Вот целая группа таких факелов – с двух сторон! – подошла к воротам усадьбы.

– Отворяй! – закричали. – Мы к вам, вои, ничего плохого не имеем – токмо княгиню лютую выдайте!

– Это почто же я лютая-то? – услыхав такое, остервенела Еленка.

Закусила губу, волосы пригладила, к воинам обернулась:

– Фитилек-то зажгите кто-нить…

Лично в руки фитиль и взяла, навела на толпу пушку:

– Ну, раз лютая, так и не обижайтеся…

Бабах!!!

Стреляла княгиня умело – единым выстрелом положила сразу четверых, тех, что стояли у самых ворот, стучали кулачищами. Кому руку оторвало, кому ногу, а кому и голову.

– Заряжай! – громко распорядилась Елена. – Пушки к частоколу тащите.

Частокол из дубовых, сажени в две высотой, бревен, это вам на забор, с наскока не возьмешь, не осилишь, тут вдумчивая осада нужна… Так вражины и действовали, на редкость вдумчиво – неожиданно для княгини и для всех ее людей. У ворот-то толпились обычные тати, пограбить явилися, как на Козьмодемьянской, а вот что касаемо остальных… Остальные действовали по-воински четко, зря не шумели, рогатинами да копьями не трясли – просто выждали до темноты, да подвезли на возах пушки – принялись обстреливать ворота. Пальнули раз-другой – только щепки и полетели!

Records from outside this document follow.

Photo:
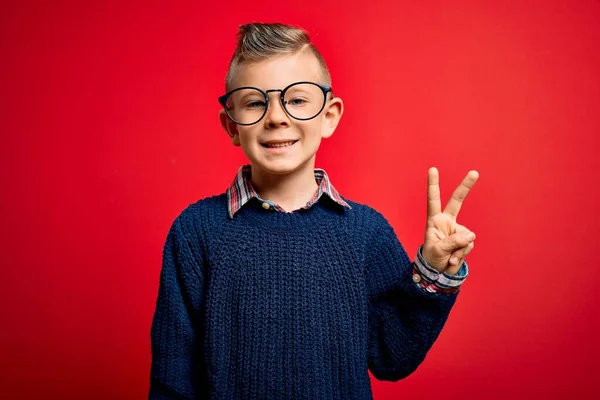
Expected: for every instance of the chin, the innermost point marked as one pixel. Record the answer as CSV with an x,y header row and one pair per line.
x,y
280,167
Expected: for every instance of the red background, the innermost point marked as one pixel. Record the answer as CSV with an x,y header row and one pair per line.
x,y
109,129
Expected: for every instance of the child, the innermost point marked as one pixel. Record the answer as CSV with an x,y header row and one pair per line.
x,y
280,288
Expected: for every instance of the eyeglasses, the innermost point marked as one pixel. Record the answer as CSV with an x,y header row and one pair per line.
x,y
301,100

– Плохо дело, княгинюшка! – кряжистый начальник стражи – сотник Питирим – звеня кольчугою, поднялся по лестнице в терем – там сейчас укрывалась Елена с детьми и верным Феофаном-тиуном. – Обложили – не вырваться. Да и помощь сейчас, в темноте, вряд ли придет – вона факелы-то – вкруг всего рва, вкруг детинца. Бежать тебе надо!

Княгиня гневно сверкнула глазами:

– Бежа-ать?!

– Не за-ради себя самой – ради детушек.

Посмотрев на детей, на няньку, на испуганного тиуна, государыня бросила взгляд в ночь, не такую уж, впрочем, и темную, как и всегда в здешних местах летом. Четкие ряды пылающих факелов концентрировались вокруг всей усадьбы, лишь в некоторых местах – со стороны расположенной невдалеке, на пригорке, Десятинной обители, и около церкви Вознесения Господня, похоже, никого не было.

– То не так, госпожа, – сняв шлем, сотник покачал стриженной под горшок головою. – Засада тамока – я людей послал, наткнулись. Да не то лихо, другое – смолой по углам запахло, да – видно – на телегах что-то лиходеи везут. Думаю – хворост да зелье. Пожечь усадьбу хотят, шильники!

– Пожечь? – выслушав, Елена покусала губу. – Да, видно, к тому дело. Что ж, Питириме – уходим. Живенько, через подземный ход, и уйдем. Собирай всех, не так уж нас и много. Денек-другой в какой-нибудь обители отсидимся, а там…

– Всем злодеям, шпыням ненадобным – головы с плеч! – довольно продолжил сотник. – Ах, государыня – вот это по-нашему, так!

– Всем, да не всем, – напряженно вглядываясь в собравшуюся за частоколом толпу… да нет, не в толпу – в войско! – княгиня помотала головой.

В сверкающей серебристой кольчужице, с золотыми, падающими по плечам, волосами, она напоминала сейчас какую-то древнюю воительницу-деву неписаной, неземной красоты.

– Всем, да не всем, – спускаясь по лестнице, тихо повторила Елена. – Сперва разберемся – кто кого подзуживал, да кто что хотел.

– Да что разбираться-то, госпожа моя? – оглянувшись, хохотнул сотник. – Я чаю – имать всех лиходеев, да казнити на Торгу. Ужо другим будет урок.

– Правду сказать, я б так и сделала, – княгиня неожиданно улыбнулась. – Да вот, боюсь, князь великий по-своему все решит. Разбираться обязательно будет, кого попало не казнит. Тако и верно – с корнями мятеж надо вырывать, с корнями, а допреж того – корни эти найти.

Мятежники ворвались в усадьбу одновременно – через главные ворота и с заднего двора. Уже пылали подожженные угловые башни, освещая неровным оранжевым пламенем обширный двор с брошенными пушками, ядрами, копьями. Брошенный и пустынный двор, абсолютно безлюдный.